Recycling in Pipelined Query Evaluation
Presented at the IEEE International Conference on Data Engineering, Brisbane
Database systems typically execute queries in isolation. Sharing recurring intermediate and final results between successive query invocations is ignored or only exploited by caching final query results. The DBA is kept in the loop to make explicit sharing decisions by identifying and/or defining materialized views. Thus decisions are made only after a long time and sharing opportunities may be missed. Recycling intermediate results has been proposed as a method to make database query engines profit from opportunities to reuse fine-grained partial query results, that is fully autonomous and is able to continuously adapt to changes in the workload. The technique was recently revisited in the context of MonetDB, a system that by default materializes all intermediate results. Materializing intermediate results can consume significant system resources, therefore most other database systems avoid this where possible, following a pipelined query architecture instead.
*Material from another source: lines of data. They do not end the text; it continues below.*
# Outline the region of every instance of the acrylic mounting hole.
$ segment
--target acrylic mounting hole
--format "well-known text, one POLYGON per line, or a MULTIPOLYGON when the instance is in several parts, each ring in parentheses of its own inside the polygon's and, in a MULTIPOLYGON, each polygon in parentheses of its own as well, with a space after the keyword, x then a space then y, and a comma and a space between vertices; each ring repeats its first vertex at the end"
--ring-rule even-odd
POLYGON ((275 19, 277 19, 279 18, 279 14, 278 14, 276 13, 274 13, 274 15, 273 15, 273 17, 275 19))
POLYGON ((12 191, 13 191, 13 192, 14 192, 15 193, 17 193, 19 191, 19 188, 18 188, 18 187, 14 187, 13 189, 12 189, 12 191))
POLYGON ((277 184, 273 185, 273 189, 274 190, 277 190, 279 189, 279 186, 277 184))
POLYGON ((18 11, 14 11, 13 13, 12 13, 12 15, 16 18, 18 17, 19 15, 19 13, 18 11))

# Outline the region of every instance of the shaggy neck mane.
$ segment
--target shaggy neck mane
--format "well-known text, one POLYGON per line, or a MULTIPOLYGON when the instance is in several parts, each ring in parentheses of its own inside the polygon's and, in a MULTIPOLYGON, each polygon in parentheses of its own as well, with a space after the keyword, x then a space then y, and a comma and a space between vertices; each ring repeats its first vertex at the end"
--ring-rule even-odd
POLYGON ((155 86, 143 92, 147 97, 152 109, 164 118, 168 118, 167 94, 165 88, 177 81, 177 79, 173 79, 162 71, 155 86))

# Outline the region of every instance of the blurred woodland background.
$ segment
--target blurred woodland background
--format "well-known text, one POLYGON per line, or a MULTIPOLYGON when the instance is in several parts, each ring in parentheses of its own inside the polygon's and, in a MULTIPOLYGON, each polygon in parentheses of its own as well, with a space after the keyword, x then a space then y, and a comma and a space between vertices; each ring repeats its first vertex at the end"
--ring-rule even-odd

The novelty of this paper is to show how recycling can successfully be applied in pipelined query executors, by tracking the benefit of materializing possible intermediate results and then choosing the ones making best use of a limited intermediate result cache. We present ways to maximize the potential of recycling by leveraging subsumption and proactive query rewriting. We have implemented our approach in the Vectorwise database engine and have experimentally evaluated its potential using both synthetic and real-world datasets. Our results show that intermediate result recycling significantly improves performance.